Broadband Wireless will keep growing and may eventually gain the same respect and recognition as other larger broadband competitors.
If this was 'around january', wouldn't the winter season already be upon you, not just approaching?
As far as sprint's quality goes at the consumer level, I wouldnt know since I live in VerizonLand, but they've always been good at the enterprise level. We had a great experience with a bundle of sprint T1s until politics forced me to drop them for AT&T. I guess I'm biased because our sprint account rep was this hottie blonde ("You want to set up a 3 hour meeting to talk about SLAs? certainly!"), and the AT&T guy that replaced her was a speed-induced ex-car salesman who laughed through his nose.
So I wouldn't dog them too hard -- Sprint for the business and Sprint for the consumer are two very different worlds.
My experience (in Phoenix) was exactly the opposite. The sales guy was knowledgeable, and the installer friendly and somewhat knowledgeable. He spent most of his time pounding an 8 foot ground rod into hard clay, so I kind of felt sorry for hime anyway.

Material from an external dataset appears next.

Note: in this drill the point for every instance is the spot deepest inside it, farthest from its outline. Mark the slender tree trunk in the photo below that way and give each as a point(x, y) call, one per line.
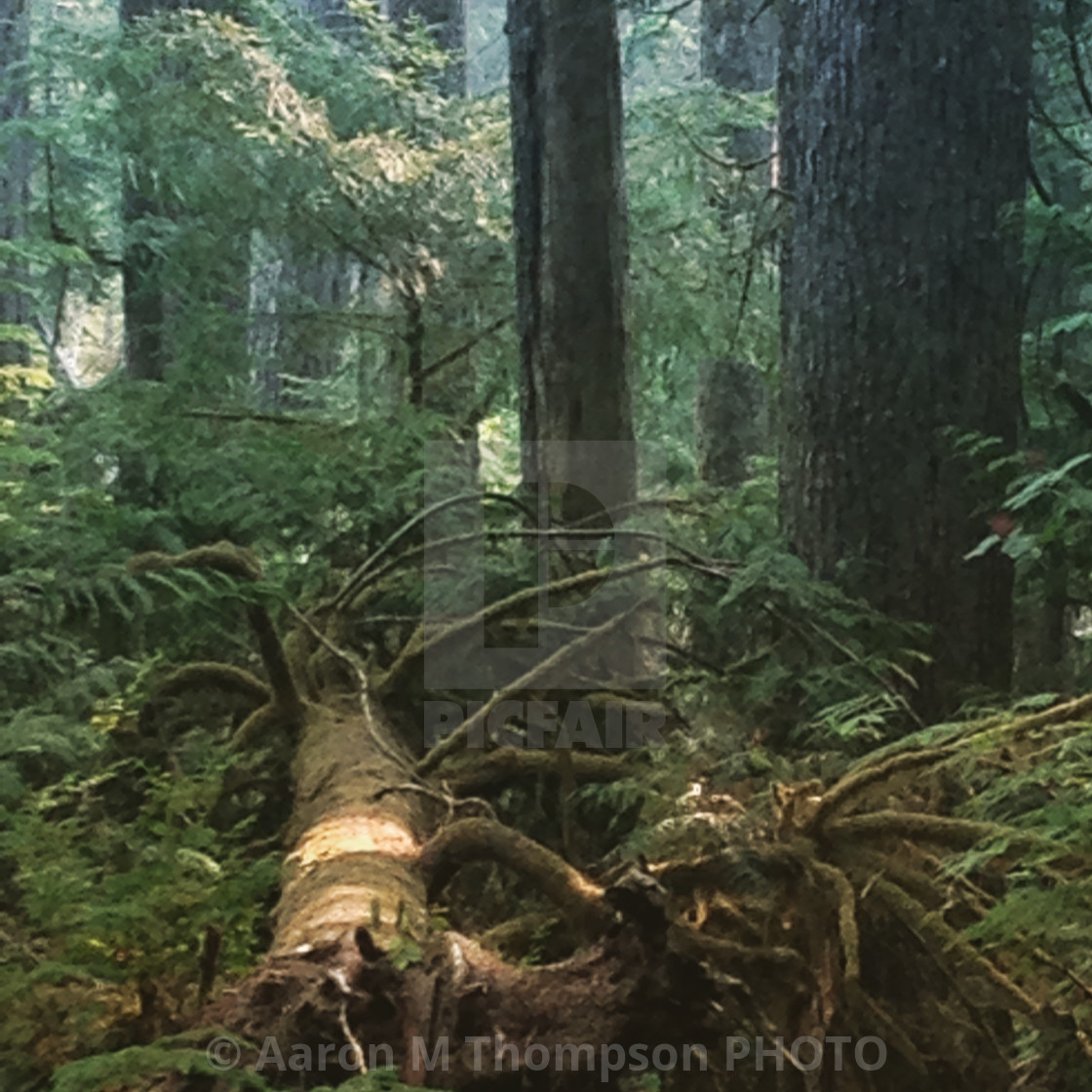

My antenna barely sticks up over the roof, and I get download speeds close to what was promised. Latency is not bad, but I'm not a gamer. It will be 2 years before we get a required cable upgrade, and we'll probably never have DSL (thanks to qworst). I'm very, very happy with this solution.
Use the spatula, Luke
I've already got this. Not Earthlink's version, but the same thing provided by another company. I get 1Mbps in both directions, unlimited usage and a static IP for $120 a month after tax. Damn slick.
There is no latency. The antenna itself is a direct 10Mbps link to/from their equipment located on a mountain, roughly ~5-7 miles away (line of sight).
Other than the fact that they've had problems with their upstream providers (they've switched a couple of times and bandwidth has suffered), it works great. A little expensive, but I run all of my servers over it with no problems.
Maybe Earthlink will buy these guys out and put a real backbone behind it. It would be nice to get my full 1Mbps (most of the time I get 500-800Kb), assuming they'll offer a faster return path - 128k doesn't cut it when you're hosting web sites.
-Ryan, with the unoriginal sig
In the Norther California area BroadLink is a well known provider of wireless internet. We can choose for a whole list of ISPs(Sonic.net is my favourite www.sonic.net) I haven't had it installed yet(scheduled for thursday installation) but their people were nice, knowlegable, and easy to contact. I'm thrilled thus far.